Get the video and save the information for output

If you want to get video results, you should use command line argument --output.

    # begin video capture
    try:
        vid = cv2.VideoCapture(int(video_path))
    except:
        vid = cv2.VideoCapture(video_path)

    out = None

    # get video ready to save locally if flag is set
    if FLAGS.output:
        # by default VideoCapture returns float instead of int
        width = int(vid.get(cv2.CAP_PROP_FRAME_WIDTH))
        height = int(vid.get(cv2.CAP_PROP_FRAME_HEIGHT))
        fps = int(vid.get(cv2.CAP_PROP_FPS))
        codec = cv2.VideoWriter_fourcc(*FLAGS.output_format)
        out = cv2.VideoWriter(FLAGS.output, codec, fps, (width, height))

Save object tracking information

deque(maxlen = 20) means 20 frames and in range(1000) means 1000 queue. Declares to track paths for up to 1000 Bboxes(the number of objects). The path is tracked for each id assigned to each object, which is stored up to 20 frames. The disadvantage is that if another object is given the same id, it will interfere with object tracking.

    frame_num = 0

    from _collections import deque
    pts = [deque(maxlen = 20) for _ in range(1000)]

    Incoming = []
    Outcoming = []

Object detection

Classify the class through object detection algorithm and calculate the size and score of each bounding box. It only leaves one bounding box of the same object and deletes others via NMS. The application does not require classes other than person, so delete other classes.
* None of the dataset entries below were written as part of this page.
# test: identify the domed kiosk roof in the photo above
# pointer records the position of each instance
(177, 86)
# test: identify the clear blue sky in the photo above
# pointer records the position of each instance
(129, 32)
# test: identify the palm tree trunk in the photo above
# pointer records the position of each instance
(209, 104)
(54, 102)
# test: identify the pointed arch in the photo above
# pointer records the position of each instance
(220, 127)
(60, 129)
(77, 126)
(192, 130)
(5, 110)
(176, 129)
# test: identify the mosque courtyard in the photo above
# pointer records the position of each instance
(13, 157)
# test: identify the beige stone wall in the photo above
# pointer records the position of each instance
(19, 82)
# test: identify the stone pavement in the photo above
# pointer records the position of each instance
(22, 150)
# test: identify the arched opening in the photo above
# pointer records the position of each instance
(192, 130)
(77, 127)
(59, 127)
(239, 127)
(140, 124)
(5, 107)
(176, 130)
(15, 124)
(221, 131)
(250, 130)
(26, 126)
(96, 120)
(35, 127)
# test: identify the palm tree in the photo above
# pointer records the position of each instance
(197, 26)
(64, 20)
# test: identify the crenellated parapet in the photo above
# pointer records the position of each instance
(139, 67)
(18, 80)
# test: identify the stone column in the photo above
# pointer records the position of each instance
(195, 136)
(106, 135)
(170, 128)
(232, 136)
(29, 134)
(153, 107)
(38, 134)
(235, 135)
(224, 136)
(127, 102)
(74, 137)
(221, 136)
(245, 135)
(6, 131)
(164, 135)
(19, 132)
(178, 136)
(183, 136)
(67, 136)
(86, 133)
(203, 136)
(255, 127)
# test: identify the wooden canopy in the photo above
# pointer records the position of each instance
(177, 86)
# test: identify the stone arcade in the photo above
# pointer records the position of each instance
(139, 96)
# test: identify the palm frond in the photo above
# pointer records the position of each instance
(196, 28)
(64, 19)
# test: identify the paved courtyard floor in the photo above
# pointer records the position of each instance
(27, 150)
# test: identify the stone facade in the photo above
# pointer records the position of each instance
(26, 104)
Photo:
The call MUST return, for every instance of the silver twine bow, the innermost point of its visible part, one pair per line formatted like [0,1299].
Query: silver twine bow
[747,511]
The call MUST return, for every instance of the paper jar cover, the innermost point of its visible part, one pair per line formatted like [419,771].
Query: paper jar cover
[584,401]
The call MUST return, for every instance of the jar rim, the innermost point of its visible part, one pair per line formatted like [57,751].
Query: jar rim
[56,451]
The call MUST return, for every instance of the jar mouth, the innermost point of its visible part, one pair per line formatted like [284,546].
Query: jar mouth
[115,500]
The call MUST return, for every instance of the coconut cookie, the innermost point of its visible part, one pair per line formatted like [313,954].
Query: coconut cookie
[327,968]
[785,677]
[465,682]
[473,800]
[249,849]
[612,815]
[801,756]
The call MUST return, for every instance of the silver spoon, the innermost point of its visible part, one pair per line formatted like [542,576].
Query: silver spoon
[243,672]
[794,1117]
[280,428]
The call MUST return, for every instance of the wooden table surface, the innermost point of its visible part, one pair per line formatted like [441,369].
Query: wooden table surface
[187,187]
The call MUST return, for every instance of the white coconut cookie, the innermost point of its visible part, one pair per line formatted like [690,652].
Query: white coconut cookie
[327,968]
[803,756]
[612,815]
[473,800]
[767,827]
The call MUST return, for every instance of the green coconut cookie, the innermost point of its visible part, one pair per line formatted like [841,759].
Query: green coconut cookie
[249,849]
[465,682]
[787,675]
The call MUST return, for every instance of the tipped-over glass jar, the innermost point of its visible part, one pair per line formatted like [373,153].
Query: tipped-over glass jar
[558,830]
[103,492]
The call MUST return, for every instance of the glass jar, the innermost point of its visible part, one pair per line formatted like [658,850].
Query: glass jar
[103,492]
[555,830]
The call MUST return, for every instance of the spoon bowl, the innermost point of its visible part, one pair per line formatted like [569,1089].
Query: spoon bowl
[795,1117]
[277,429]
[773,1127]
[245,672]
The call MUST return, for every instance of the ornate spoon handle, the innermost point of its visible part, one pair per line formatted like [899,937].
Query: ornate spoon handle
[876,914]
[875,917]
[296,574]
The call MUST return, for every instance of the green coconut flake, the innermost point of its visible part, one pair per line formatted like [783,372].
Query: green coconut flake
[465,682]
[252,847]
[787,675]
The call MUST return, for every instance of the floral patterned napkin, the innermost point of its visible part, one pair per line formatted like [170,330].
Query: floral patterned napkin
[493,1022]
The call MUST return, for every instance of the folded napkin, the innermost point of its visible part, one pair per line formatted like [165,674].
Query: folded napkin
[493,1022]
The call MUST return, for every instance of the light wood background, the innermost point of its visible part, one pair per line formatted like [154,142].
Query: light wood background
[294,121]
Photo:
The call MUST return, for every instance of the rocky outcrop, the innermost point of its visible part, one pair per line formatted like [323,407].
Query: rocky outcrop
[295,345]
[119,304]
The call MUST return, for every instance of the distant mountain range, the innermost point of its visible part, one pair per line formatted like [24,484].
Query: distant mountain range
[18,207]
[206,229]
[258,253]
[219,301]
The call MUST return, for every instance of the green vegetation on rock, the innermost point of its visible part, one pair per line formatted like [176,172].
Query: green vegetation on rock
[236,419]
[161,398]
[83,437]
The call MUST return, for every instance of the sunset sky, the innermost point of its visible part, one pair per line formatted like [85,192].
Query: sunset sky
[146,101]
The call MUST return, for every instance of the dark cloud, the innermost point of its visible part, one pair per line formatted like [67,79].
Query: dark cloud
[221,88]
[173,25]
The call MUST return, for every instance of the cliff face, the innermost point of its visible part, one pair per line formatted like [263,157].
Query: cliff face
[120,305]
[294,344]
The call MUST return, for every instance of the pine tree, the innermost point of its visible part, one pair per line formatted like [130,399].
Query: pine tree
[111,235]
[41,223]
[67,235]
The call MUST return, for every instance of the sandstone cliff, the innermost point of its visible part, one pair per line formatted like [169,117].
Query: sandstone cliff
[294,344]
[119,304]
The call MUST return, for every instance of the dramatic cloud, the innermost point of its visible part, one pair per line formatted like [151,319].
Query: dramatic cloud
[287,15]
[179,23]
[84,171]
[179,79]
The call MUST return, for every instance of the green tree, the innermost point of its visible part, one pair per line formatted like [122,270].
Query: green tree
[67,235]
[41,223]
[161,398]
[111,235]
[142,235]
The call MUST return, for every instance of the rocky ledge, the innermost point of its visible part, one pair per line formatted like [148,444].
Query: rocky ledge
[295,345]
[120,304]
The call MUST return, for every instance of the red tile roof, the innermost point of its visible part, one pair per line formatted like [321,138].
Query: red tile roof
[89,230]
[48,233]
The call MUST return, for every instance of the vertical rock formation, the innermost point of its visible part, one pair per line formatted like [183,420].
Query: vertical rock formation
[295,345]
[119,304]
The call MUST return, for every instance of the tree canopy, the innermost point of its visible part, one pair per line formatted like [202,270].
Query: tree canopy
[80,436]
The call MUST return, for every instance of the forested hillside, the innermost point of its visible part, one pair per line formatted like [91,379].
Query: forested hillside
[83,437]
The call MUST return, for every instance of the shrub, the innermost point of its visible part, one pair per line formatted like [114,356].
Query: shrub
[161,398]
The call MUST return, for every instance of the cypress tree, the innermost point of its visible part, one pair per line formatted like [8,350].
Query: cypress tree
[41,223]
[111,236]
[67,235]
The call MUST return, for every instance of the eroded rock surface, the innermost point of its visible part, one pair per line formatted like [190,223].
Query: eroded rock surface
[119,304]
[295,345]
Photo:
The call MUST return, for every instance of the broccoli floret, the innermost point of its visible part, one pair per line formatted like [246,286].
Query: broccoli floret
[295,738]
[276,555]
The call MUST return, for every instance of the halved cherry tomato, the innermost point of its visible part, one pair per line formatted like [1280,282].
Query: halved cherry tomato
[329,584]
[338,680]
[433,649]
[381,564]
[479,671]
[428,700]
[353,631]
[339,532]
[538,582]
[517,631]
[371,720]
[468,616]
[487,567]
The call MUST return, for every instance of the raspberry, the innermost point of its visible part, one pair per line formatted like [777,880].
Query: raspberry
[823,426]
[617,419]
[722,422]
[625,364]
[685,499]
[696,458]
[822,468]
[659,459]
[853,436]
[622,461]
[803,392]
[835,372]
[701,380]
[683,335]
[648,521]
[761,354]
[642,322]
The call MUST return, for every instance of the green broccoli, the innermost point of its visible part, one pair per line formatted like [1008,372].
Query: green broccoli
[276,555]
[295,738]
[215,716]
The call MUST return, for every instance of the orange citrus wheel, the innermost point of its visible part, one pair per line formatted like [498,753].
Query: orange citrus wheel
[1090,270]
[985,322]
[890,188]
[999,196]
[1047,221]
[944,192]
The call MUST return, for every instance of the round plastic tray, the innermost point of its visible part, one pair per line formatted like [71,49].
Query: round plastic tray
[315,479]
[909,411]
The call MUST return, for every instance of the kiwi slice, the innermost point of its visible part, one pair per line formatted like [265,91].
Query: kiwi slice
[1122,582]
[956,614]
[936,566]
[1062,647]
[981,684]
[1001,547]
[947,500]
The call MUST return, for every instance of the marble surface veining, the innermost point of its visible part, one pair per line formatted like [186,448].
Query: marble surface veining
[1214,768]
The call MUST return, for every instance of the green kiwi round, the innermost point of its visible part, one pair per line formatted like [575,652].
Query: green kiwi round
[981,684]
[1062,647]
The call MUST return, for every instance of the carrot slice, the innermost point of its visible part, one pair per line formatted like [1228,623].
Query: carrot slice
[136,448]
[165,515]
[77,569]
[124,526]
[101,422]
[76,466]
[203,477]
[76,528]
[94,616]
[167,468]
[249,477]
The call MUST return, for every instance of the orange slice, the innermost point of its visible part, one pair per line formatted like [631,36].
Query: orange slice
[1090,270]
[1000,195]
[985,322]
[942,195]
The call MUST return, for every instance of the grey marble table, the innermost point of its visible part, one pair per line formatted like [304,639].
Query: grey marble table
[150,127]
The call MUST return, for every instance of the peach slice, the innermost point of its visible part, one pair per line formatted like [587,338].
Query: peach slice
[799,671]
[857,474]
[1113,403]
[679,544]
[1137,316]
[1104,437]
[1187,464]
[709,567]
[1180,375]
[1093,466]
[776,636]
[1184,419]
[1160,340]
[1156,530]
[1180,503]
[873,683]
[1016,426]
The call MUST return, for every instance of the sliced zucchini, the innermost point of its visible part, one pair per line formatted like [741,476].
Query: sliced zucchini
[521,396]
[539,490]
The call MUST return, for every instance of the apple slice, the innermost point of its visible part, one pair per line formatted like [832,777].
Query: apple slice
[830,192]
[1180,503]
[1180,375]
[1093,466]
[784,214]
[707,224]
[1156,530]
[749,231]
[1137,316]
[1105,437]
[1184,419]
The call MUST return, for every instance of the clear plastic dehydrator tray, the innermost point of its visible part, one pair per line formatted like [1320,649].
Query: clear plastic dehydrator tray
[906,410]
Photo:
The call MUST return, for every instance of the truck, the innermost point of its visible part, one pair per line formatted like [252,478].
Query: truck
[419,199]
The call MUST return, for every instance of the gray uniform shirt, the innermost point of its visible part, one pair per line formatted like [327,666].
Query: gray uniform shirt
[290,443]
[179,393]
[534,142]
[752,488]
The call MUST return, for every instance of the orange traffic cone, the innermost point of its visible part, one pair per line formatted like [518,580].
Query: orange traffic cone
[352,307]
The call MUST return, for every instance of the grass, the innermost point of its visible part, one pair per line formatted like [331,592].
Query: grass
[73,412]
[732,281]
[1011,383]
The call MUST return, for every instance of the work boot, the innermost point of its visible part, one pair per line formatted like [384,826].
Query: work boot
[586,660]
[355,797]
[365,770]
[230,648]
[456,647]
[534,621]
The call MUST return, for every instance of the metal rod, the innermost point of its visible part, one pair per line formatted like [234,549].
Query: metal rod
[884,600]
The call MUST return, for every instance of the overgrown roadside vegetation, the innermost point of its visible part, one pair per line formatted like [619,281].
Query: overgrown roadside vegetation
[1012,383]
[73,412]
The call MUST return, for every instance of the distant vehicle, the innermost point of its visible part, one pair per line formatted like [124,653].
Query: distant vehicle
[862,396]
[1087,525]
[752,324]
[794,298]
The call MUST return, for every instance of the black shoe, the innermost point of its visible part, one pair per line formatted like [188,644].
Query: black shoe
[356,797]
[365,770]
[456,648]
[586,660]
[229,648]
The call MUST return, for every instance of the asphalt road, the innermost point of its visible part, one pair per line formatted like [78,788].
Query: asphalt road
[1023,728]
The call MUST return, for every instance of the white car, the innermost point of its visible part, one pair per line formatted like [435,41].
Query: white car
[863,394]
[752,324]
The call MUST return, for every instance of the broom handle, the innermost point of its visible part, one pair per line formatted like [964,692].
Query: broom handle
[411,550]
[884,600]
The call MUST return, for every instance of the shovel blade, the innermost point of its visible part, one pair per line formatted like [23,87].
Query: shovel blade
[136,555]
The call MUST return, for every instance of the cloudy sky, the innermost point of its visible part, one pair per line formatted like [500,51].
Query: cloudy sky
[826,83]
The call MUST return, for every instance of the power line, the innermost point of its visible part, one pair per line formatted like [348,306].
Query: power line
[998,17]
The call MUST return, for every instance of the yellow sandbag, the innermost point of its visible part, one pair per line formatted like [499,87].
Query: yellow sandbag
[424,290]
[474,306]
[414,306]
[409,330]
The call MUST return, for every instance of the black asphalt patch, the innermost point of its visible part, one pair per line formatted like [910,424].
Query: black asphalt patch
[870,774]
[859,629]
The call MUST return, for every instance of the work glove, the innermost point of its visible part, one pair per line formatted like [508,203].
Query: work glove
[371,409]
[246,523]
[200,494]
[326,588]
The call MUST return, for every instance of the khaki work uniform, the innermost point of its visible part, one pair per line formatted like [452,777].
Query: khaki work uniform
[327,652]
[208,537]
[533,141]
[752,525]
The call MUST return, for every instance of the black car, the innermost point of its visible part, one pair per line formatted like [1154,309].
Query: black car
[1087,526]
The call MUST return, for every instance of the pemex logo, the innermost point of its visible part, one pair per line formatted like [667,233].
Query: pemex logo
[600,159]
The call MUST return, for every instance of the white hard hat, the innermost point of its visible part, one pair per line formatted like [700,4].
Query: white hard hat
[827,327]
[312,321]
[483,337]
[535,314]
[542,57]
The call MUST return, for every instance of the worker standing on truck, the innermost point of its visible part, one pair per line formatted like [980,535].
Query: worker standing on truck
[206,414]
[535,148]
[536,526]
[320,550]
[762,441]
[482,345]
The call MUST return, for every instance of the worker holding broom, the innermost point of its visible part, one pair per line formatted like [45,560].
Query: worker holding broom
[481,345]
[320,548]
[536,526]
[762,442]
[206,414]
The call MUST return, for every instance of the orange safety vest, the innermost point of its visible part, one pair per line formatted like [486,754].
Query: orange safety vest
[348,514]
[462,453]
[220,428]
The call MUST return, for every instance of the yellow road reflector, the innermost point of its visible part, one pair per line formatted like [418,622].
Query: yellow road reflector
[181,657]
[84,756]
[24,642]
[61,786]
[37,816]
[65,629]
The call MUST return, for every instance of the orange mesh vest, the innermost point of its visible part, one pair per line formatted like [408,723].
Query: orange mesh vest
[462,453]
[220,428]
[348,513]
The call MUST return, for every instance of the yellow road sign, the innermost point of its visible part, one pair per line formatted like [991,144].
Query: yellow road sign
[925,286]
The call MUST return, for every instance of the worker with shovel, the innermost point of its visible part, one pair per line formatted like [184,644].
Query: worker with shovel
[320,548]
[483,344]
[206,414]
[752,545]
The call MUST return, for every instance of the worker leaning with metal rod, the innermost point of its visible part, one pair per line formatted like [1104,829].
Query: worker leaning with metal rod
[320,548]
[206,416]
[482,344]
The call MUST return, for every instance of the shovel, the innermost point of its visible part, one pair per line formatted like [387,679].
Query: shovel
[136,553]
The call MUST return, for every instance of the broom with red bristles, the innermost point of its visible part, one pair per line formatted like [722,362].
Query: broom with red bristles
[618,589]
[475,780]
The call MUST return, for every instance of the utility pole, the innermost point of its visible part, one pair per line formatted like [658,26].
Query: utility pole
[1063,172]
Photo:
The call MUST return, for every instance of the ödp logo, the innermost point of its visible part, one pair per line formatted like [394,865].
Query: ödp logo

    # while video is running
    while True:
        return_value, frame = vid.read()
        if return_value:
            frame = cv2.cvtColor(frame, cv2.COLOR_BGR2RGB)
            image = Image.fromarray(frame)
        else:
            print('Video has ended or failed, try a different video format!')
            break
        frame_num +=1
        print('Frame #: ', frame_num)
        frame_size = frame.shape[:2]

        image_data = cv2.resize(frame, (input_size, input_size))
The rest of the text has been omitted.